La même unanimité se manifesta sur la question des droits à percevoir : j'en parlerai dans un instant. Le jour même de l'enquête, 30 septembre, M. Savary, par une nouvelle ordonnance, renvoya les requérants par devers le Roi ou les gens de son Conseil "pour obtenir de Sa Majesté, si Elle le juge à propos, lettres de confirmation de l'establissement de bac et passage audit lieu de la Mailleraye, avec permission de faire construire a leurs frais pour l'usage dudit passage une chaussée". Les lettres patentes sont de 1694.

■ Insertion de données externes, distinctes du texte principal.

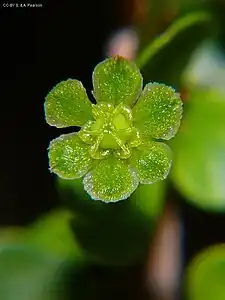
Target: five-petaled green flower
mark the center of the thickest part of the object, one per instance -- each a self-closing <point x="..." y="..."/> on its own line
<point x="117" y="147"/>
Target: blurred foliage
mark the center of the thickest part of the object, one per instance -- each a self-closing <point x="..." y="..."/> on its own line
<point x="199" y="150"/>
<point x="56" y="252"/>
<point x="206" y="274"/>
<point x="29" y="275"/>
<point x="114" y="233"/>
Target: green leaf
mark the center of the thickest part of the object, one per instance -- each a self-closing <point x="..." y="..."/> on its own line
<point x="206" y="274"/>
<point x="69" y="156"/>
<point x="117" y="80"/>
<point x="165" y="38"/>
<point x="199" y="162"/>
<point x="52" y="234"/>
<point x="112" y="180"/>
<point x="67" y="104"/>
<point x="28" y="275"/>
<point x="158" y="111"/>
<point x="152" y="161"/>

Voilà donc le port complètement et définitivement aménagé, et le bac prêt à fonctionner. Oh ! ce n'est pas que le matériel de l'entreprise soit encore bien considérable. Un bail, passé le 4 novembre 1696, au nom de la marquise de Beuvron, par Abraham Lefrère, capitaine du château de la Mailleraye, à Louis Durand et Pierre Le Cordier, de Guerbaville, Jean Lefebvre, de Bliquetuit, et Michel Bonheur, de Vatteville, nous renseigne très exactement sur ce point. Moyennant une redevance annuelle de 250 livres — y compris celle pour la traversée du fleuve de la Mailleraye à Caudebec — les prénommés prenaient à ferme, pour une période de six années, "le passage de la Mailleraye sur la commune du Traict et de Saincte-Margueritte et autres endroits", à charge pour eux d'avoir "un bon barc pour passer à touttes heures carosses, chevaux, charettes et touttes sortes de besteaux et denrées, avec deux ou trois petits batteaux pour la commoditté du public, dont il y en aura actuellement un de chaque costé de la rivière".